– Esta região é rica em três coisas – continuou Fabian: – dinheiro, batatas e pintores. Você poderia fazer cinco exposições por ano só com artistas locais e ainda sobrariam muitos. As pessoas estão interessadas em arte e têm dinheiro para investir. É como Palm Beach… as pessoas estão de férias e gostam de gastar dinheiro. Pode conseguir por um quadro duas vezes o preço que você obteria em Nova York. Isso não quer dizer que fiquemos apenas aqui. Começaremos modestamente, para ver no que dá, e, depois, poderemos sondar as possibilidades de Palm Beach, Houston, Beverly Hills, até mesmo Nova York. Você não se oporia a passar um mês em Palm Beach no inverno, pois não? – perguntou ele a Evelyn.
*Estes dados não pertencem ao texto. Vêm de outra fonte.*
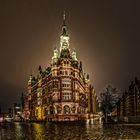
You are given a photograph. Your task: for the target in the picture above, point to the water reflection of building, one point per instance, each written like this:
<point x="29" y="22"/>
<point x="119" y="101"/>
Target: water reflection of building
<point x="62" y="90"/>
<point x="128" y="107"/>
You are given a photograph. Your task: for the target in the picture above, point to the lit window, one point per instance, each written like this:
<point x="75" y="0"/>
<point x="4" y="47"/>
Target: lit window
<point x="66" y="96"/>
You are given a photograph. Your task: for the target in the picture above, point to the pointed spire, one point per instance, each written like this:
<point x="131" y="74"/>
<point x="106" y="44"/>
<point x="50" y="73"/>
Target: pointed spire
<point x="64" y="19"/>
<point x="64" y="28"/>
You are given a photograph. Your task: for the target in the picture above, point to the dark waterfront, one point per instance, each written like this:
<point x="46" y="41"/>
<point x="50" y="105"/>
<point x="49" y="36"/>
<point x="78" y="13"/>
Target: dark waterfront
<point x="68" y="131"/>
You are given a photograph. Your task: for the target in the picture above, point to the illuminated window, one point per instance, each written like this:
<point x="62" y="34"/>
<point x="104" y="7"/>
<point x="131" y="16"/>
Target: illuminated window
<point x="66" y="96"/>
<point x="66" y="109"/>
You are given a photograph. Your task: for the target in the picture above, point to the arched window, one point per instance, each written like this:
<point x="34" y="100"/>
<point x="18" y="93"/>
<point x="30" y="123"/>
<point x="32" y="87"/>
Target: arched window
<point x="66" y="109"/>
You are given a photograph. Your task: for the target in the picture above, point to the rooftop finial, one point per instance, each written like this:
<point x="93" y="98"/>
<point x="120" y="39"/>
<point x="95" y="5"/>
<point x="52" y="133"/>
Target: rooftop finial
<point x="64" y="18"/>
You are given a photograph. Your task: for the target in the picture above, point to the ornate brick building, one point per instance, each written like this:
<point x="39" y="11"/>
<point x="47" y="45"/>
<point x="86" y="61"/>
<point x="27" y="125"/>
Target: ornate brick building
<point x="61" y="91"/>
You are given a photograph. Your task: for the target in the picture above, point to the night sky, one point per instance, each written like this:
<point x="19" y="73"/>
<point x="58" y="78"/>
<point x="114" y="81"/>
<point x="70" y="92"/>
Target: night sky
<point x="105" y="35"/>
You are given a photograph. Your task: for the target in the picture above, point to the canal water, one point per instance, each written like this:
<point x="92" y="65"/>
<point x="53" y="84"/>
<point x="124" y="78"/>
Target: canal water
<point x="68" y="131"/>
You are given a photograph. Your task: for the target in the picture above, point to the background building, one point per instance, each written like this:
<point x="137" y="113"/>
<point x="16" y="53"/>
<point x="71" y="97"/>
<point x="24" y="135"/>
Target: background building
<point x="128" y="107"/>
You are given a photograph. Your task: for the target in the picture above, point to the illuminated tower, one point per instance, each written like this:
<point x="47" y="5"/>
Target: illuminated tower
<point x="64" y="38"/>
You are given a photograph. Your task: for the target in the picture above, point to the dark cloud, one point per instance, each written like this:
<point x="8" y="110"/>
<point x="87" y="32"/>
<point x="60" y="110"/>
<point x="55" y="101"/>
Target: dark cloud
<point x="105" y="35"/>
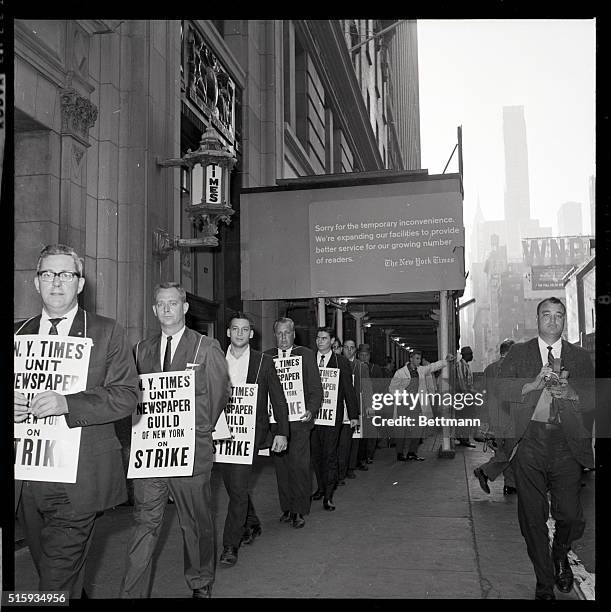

– Acho que não – respondeu ela.
– Além do mais, Douglas – prosseguiu ele -, teria uma boa explicação para os caras do imposto de renda. Foi você quem quis viver nos Estados Unidos e eles vão lhe cair em cima. Poderia mostrar os livros e dormir sossegado. E teria uma boa razão para ir à Europa, à procura de talentos. Uma vez na Europa, poderia fazer uma visitinha ao seu dinheiro. E, finalmente, por uma vez poderia fazer-me um favor.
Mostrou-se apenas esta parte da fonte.